Sprachpoetische Rede mit blumigen Bildern
Sehr poetisch, ja im wahrsten Sinn des Wortes blumig, gestaltete Muhammad Jijeh seine Rede. In der deutschsprachigen Version liest sich das gleich zu Beginn so: „Der Ursprung jeder Pflanze ist ein Same, somit ist auch der Mensch der Same im menschlichen Boden und in der zivilisierten menschlichen Gesellschaft. So, wie der Same eine Umgebung und einen geeigneten Boden braucht, braucht auch der Mensch eine geeignete Umgebung, um sich entfalten zu können, um ein wertvolles Mitglied der Gemeinschaft zu werden und um wirksam in der menschlichen Zivilisation zu sein.“
Der 20-jährige Schüler der Handelsakademie in Bruck an der Leitha (NÖ) wuchs im syrischen Aleppo auf: „Ich als Mitglied dieser menschlichen Gesellschaft hatte in meinem Heimatland Syrien nie die Gelegenheit, dieses produktive Individuum in der zivilisierten Gesellschaft zu sein, da dort jahrelang Krieg herrschte. … Die Windrichtung war gegen meinen Weg, die Bedingungen verhinderten mein Wachstum und die Umwelt verletzte mich. So überließ ich mich dem Spiel des Windes! Ich fasste den Entschluss, auszuwandern und nach einem geeigneten Klima zu suchen. Wie es das Schicksal so wollte, trieb es mich in ein anderes Land, das Österreich genannt wird.“
Flucht nur mit dem Bruder
Als Jugendlicher flüchtete er – nur mit einem Bruder, die Eltern wollten nicht weg, da der Vater als Rechtsanwalt kaum Chancen in einem anderen Land, einem anderen Rechtssystem gesehen hat – über die Türkei, das Mittelmeer nach Griechenland und weiter nach Mitteleuropa.

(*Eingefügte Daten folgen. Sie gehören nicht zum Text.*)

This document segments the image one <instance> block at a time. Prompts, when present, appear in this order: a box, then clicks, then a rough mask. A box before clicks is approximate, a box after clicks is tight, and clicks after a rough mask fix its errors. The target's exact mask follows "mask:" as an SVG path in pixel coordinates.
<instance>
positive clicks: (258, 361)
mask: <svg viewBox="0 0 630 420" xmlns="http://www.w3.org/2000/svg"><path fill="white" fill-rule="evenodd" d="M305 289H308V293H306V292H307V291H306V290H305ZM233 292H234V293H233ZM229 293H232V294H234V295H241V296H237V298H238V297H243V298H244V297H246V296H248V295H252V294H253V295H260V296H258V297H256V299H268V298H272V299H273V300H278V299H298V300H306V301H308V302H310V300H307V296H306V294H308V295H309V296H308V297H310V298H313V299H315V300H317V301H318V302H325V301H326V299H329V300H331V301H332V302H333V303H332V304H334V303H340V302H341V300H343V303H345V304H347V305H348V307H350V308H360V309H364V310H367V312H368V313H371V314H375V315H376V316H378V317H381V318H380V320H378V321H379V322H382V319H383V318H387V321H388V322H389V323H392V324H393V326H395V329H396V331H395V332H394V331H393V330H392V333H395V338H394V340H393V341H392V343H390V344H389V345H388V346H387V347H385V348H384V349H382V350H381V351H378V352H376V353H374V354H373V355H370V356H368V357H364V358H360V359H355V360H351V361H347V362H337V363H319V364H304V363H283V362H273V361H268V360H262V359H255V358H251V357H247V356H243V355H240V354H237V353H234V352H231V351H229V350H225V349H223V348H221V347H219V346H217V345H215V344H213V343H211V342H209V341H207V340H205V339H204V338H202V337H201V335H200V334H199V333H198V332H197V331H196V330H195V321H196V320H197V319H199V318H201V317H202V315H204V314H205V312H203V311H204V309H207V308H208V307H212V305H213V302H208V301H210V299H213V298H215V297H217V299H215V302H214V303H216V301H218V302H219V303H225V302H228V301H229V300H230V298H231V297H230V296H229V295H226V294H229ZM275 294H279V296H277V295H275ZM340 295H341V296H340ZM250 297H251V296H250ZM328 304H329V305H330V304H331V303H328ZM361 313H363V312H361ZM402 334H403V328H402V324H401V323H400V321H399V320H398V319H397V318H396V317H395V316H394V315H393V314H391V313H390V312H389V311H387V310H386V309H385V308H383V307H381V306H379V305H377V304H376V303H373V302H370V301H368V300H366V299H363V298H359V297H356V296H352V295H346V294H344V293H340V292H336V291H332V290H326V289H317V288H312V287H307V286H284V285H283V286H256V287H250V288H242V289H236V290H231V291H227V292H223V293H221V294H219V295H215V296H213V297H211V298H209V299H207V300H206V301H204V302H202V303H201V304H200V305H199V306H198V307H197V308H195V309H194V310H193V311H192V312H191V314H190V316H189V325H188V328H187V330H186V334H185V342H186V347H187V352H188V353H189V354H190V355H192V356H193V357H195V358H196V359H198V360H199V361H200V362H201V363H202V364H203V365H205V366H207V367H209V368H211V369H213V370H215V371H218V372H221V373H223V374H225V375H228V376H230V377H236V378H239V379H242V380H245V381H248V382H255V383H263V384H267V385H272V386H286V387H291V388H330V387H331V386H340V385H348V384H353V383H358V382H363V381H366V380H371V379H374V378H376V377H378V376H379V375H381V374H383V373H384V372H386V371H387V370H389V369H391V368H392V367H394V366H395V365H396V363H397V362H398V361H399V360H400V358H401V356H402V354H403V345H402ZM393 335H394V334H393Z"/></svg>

Vor fünf Jahren landete er im niederösterreichischen Bruck/Leitha, besuchte einen Deutschkurs. Den besten winkte eine Aufnahme in die Handelsakademie. Dort besucht er nun die vierte, also die vorletzte Klasse. Seit drei Jahren, so erzählt er dem Kinder-KURIER, „lebe und wohne ich in Wien, fahre aber täglich nach Bruck in die Schule. Das sind ungefähr eineinhalb Stunden mit der Bahn in eine Richtung.“ Die Fahrzeit nutzt er oft zum Lesen, beim Rückweg auch um „gleich Hausübungen zu machen“.

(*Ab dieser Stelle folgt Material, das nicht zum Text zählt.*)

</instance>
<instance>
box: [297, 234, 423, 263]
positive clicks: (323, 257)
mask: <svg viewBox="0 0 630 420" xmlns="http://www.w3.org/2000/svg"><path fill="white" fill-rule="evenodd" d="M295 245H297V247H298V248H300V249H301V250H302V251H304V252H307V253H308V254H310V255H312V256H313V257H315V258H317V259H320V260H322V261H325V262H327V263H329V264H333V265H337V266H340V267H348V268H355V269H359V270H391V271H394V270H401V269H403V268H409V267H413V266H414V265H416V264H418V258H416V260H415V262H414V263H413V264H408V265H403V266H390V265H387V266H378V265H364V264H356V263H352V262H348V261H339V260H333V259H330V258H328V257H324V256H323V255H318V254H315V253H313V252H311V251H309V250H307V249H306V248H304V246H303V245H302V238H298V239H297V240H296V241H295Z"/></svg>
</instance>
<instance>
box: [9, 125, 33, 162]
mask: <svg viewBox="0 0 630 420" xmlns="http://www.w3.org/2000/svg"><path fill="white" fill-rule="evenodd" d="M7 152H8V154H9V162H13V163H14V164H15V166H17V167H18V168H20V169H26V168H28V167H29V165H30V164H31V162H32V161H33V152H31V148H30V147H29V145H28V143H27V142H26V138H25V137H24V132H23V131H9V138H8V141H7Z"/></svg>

Neue Blätter, neue Sprache
„So habe ich mich entschieden zu wachsen, das heißt eine Schule zu betreten. Das habe ich getan. Es ist mir gelungen und ich habe von dem Klima, das ich gesucht habe, profitiert. Dieses Klima wurde von den Österreicherinnen und Österreichern erzeugt. Hier bin ich dann gewachsen, habe neue Blätter bekommen und dadurch eine neue Sprache gelernt.“
In Syrien hatte er in der Schule natürlich Arabisch sowie „Englisch und Französisch“. Fallen ihm also Sprachen leicht? „Nicht vom Lernen in der Schule, nur durchs Anwenden, das Reden mit anderen. So bin ich auch in Englisch viel besser geworden, als ich es in der Schule in Aleppo war. Mein Deutsch hat sich neben dem Kurs vor allem dadurch verbbessert, dass ich es im Kontakt mit anderen Menschen verwendet habe.“
Medizin
Nach der HAK will der 20-Jährige studieren – aber nicht einschlägiges wie Wirtschaft, „sondern Medizin, weil ich anderen Menschen helfen will“.

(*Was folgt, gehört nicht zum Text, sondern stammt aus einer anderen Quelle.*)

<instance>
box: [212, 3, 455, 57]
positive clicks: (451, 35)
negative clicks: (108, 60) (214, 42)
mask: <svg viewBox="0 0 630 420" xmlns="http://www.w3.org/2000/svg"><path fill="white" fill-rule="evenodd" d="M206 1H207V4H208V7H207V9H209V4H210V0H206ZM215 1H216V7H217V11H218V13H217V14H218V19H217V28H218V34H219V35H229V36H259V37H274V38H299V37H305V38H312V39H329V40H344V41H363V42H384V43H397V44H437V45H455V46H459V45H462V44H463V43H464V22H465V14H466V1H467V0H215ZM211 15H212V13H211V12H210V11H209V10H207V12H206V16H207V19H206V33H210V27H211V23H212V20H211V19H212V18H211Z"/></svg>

In seiner Rede (Arabisch) sagt er auf Deutsch: „Ich verhehle nicht, dass ich mir folgende Frage gestellt habe. Soll ich in mein Heimatland zurückkehren, nachdem ich gewachsen bin, nachdem ich reif geworden bin? Erfülle ich damit die Loyalität meinem Vaterland gegenüber? Oder bleibe ich in dem Land, das mir meine Wachstumsmöglichkeit zur Verfügung gestellt hat? Und gebe ich damit meinem neuen Zuhause etwas zurück? Bin ich dort angekommen, um zu bleiben?
Nach sehr vielen Überlegungen, habe ich mich für diese Option entschieden. Ich will eine besondere Pflanze sein, die in einem neuen Land wächst, weil das das beste Klima für mich war und immer noch ist. Und so habe ich mich entschieden, hier zu bleiben."